Black, Latinx, and Low-Wage Workers Bear the Brunt of Lack of Paid Leave
- There are racial and ethnic disparities in workers’ access to paid leave, with Black and Latino* workers being less likely than their white counterparts to have any paid leave. This is, in part, due to past and present systemic racism that has resulted in significant health and economic inequities.
- For people working in low-wage and part-time jobs — most of whom are women and people of color — access to paid leave is limited; among the 25 percent lowest-paid workers, only 9 percent had access to paid family leave in 2020.
- A disproportionate number of workplace pregnancy discrimination claims were filed by Black women between 2011 and 2015. These claims included being fired for taking maternity leave, being denied a promotion or raise due to pregnancy, having inadequate maternity leave allowance, and having to endure physically taxing work conditions or extreme manual labor during pregnancy.
Recommendations:
- Congress must pass the Family and Medical Insurance Leave (FAMILY) Act, which would guarantee access to paid leave and meet the needs of pregnant people, caregivers, and families. Paid leave must include family care and personal medical leave in order to meet the basic needs of working people, families, and the economy.

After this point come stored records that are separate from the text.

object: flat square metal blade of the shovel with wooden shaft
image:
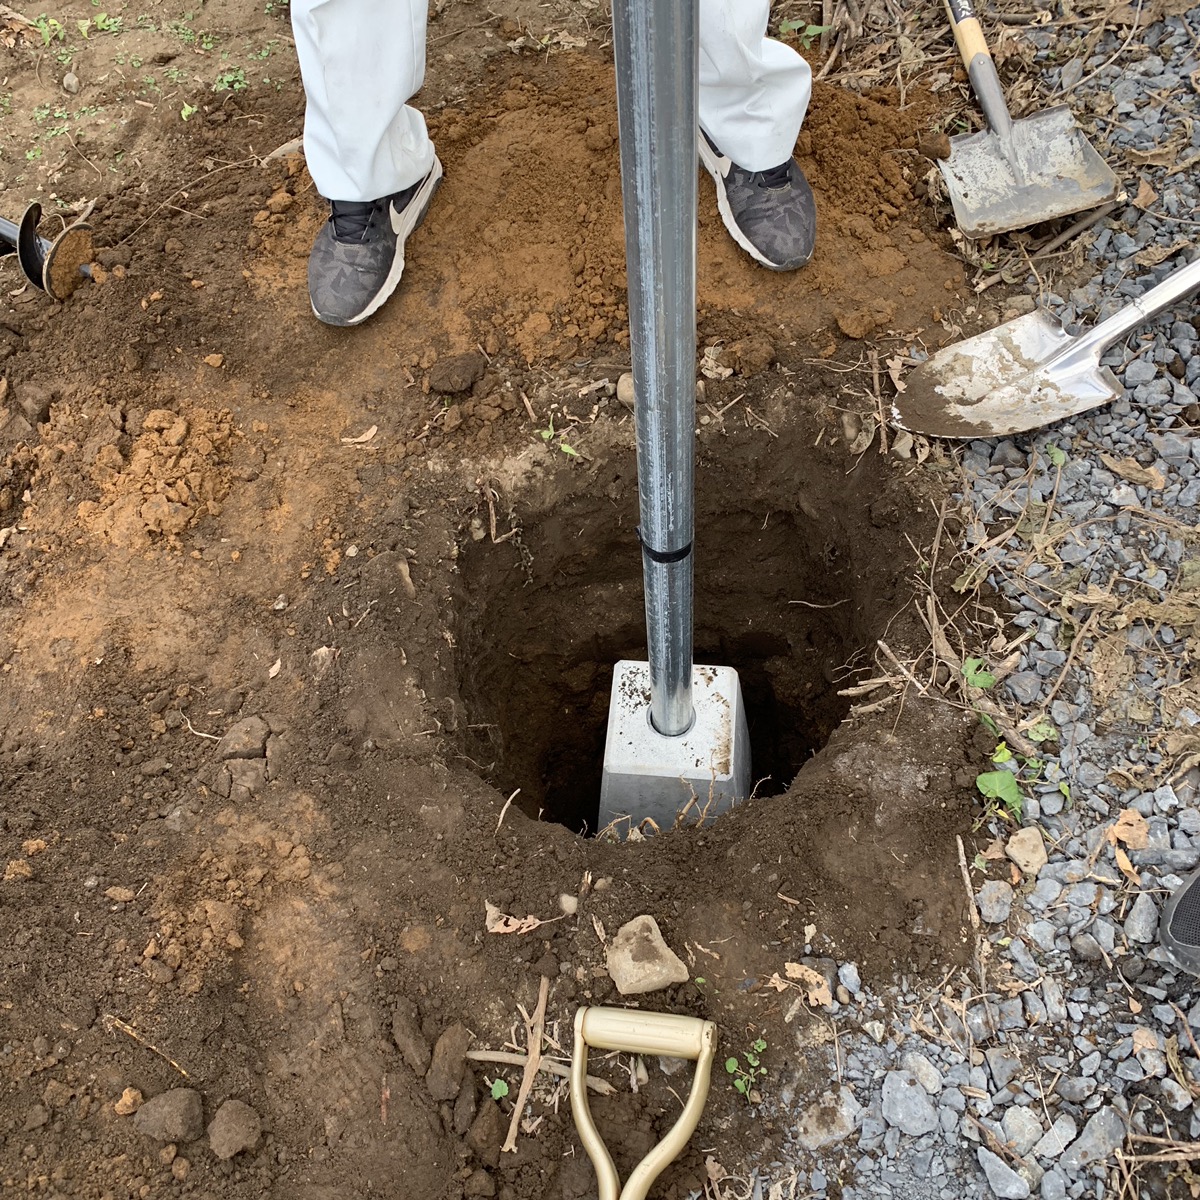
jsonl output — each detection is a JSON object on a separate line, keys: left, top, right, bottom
{"left": 938, "top": 104, "right": 1120, "bottom": 238}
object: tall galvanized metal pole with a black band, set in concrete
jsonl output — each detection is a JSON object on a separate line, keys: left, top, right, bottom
{"left": 613, "top": 0, "right": 698, "bottom": 737}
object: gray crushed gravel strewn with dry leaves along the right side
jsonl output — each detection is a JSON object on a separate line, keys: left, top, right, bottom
{"left": 730, "top": 7, "right": 1200, "bottom": 1200}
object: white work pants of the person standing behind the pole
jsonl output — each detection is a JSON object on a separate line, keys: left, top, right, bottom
{"left": 292, "top": 0, "right": 812, "bottom": 200}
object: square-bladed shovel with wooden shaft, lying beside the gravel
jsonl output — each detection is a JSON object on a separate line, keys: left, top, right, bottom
{"left": 938, "top": 0, "right": 1120, "bottom": 238}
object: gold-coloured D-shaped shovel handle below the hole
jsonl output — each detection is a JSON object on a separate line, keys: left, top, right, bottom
{"left": 571, "top": 1008, "right": 716, "bottom": 1200}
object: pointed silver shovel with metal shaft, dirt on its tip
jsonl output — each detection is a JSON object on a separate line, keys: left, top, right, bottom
{"left": 892, "top": 258, "right": 1200, "bottom": 438}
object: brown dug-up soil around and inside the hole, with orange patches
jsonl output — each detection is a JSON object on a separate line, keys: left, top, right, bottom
{"left": 0, "top": 6, "right": 993, "bottom": 1200}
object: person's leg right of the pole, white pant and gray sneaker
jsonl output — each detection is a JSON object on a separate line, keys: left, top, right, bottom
{"left": 700, "top": 0, "right": 816, "bottom": 271}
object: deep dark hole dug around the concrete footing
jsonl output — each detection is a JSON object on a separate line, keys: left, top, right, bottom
{"left": 456, "top": 448, "right": 904, "bottom": 834}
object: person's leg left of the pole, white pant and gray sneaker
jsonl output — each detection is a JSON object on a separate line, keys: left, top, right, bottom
{"left": 292, "top": 0, "right": 442, "bottom": 325}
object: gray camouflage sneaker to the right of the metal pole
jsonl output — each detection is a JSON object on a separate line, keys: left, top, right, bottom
{"left": 700, "top": 131, "right": 817, "bottom": 271}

- Until a comprehensive federal paid leave law is passed, states and businesses should join California, Colorado, Connecticut, Massachusetts, New Jersey, New York, Oregon, Rhode Island, Washington, the District of Columbia, and the almost 200 major companies that have announced new or expanded paid leave programs**.
- Employers should consider supplementing the baseline benefit provided through the existing FAMILY Act by providing additional weeks of leave and/or supplementing the amount of wage replacement employees receive.
- Congress must pass the Healthy Families Act to allow working people to take smaller increments of leave, in hours or days, to care for themselves and their families.
- Congress must pass the PUMP for Nursing Mothers Act to ensure that all working parents who need to express breastmilk during the workday have access to reasonable break time and a private, non-bathroom space.
- Employers should nurture a workplace culture that supports leave-taking by all new parents and those caring for them, regardless of gender, and ensure employees returning after leave have adequate sick leave and schedule flexibility, as well as access to a clean and private location for lactation if they choose to breastfeed.
- Congress must pass the Pregnant Workers Fairness Act (H.R. 1065) to address pregnancy discrimination by requiring that employers provide reasonable accommodations to allow pregnant workers to continue working safely without risking their health or their pregnancies.
* To be more inclusive of diverse gender identities, this bulletin uses “Latinx” to describe people who trace their roots to Latin America, except where the research uses Latino/a and Hispanic, to ensure fidelity to the data.